Secteur du gardiennage privé : la Cour constitutionnelle annule l’interdiction de dette fiscale ou sociale

Depuis le 2 février 2014, les entreprises privées de gardiennage ne peuvent plus recevoir d’autorisation en cas de dette fiscale ou sociale. Leur autorisation ne peut pas non plus être renouvelée. En outre, les administrateurs, gérants, mandataires et personnes compétentes pour engager l’entreprise ou pour exercer le contrôle sur celle-ci ne peuvent pas non plus avoir de dettes, ni n’avoir été impliqués dans une faillite durant les trois dernières années. Ces différentes mesures ont été adoptées par le législateur en vue de préserver le secteur contre la fraude et les faux indépendants. La Cour constitutionnelle n’a pas non plus d’objection par rapport à ces exigences.

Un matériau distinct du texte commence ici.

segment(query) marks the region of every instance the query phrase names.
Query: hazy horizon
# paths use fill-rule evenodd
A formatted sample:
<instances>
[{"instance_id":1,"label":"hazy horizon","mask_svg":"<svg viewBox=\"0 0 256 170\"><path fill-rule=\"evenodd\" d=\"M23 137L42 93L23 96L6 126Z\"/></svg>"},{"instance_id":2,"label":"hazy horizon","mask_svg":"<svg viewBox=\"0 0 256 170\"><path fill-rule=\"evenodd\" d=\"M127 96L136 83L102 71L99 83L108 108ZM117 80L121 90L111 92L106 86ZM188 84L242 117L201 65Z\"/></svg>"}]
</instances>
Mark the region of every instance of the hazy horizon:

Mais elle a tout de même annulé les dispositions concernées au sein de la loi sur la sécurité privée. Le fait que le texte ne précise ni l’importance de la dette ni son origine et ne prenne pas en considération l’existence d’un plan d’apurement, entraîne en effet une différence de traitement entre les entreprises, institutions et personnes concernées.

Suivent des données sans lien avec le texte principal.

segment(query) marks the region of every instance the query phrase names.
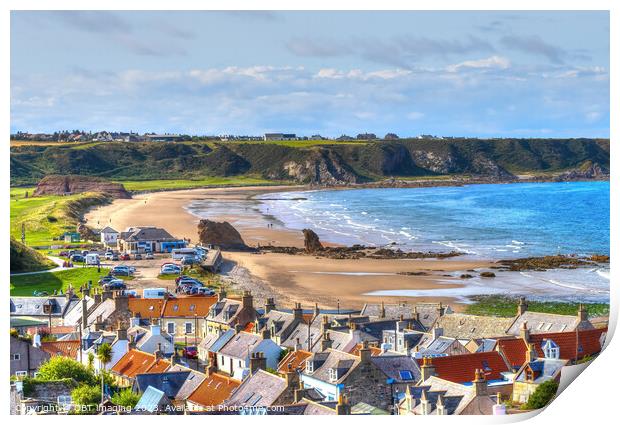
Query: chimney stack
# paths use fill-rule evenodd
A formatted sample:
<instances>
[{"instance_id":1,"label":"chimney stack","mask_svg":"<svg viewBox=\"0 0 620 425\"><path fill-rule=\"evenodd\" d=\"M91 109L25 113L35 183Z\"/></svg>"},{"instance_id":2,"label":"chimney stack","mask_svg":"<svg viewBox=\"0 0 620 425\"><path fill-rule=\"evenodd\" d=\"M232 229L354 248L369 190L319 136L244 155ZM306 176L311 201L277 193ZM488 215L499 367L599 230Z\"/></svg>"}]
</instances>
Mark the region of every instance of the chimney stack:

La ministre a précisé durant la phase d’adoption de la loi « qu’une personne ayant une dette limitée ne risquera pas d’emblée de ne pas obtenir d’agrément ou de renouvellement de l’agrément », et aussi « qu’une entreprise qui respecte un plan de remboursement obtiendra encore toujours une attestation ». Le projet de loi faisait également référence à un montant minimum de dettes ainsi qu’à un plan d’assainissement, mais après avis du Conseil d’Etat, ces deux éléments n’ont pas été conservés dans la loi. C’est pourquoi le législateur a opté pour une solution intermédiaire : en cas de contrôle sur les dettes sociales ou fiscales, il faut tenir compte de la situation concrète de l’entreprise ainsi que du souhait émis lors de la phase parlementaire préparatoire de ne pas appliquer la mesure aux personnes dont la dette est limitée ou qui respectent un plan de remboursement.

Mais selon la Cour, cela ne suffit pas dans le cadre du droit au libre choix d’une activité professionnelle parmi les droits économiques, sociaux et culturels : « le législateur ne peut pas habiliter les autorités administratives à prendre des décisions contraires au texte clair de la loi, alors que ces décisions ont des conséquences graves sur la possibilité pour les personnes morales ou physiques d’exercer une activité économique ».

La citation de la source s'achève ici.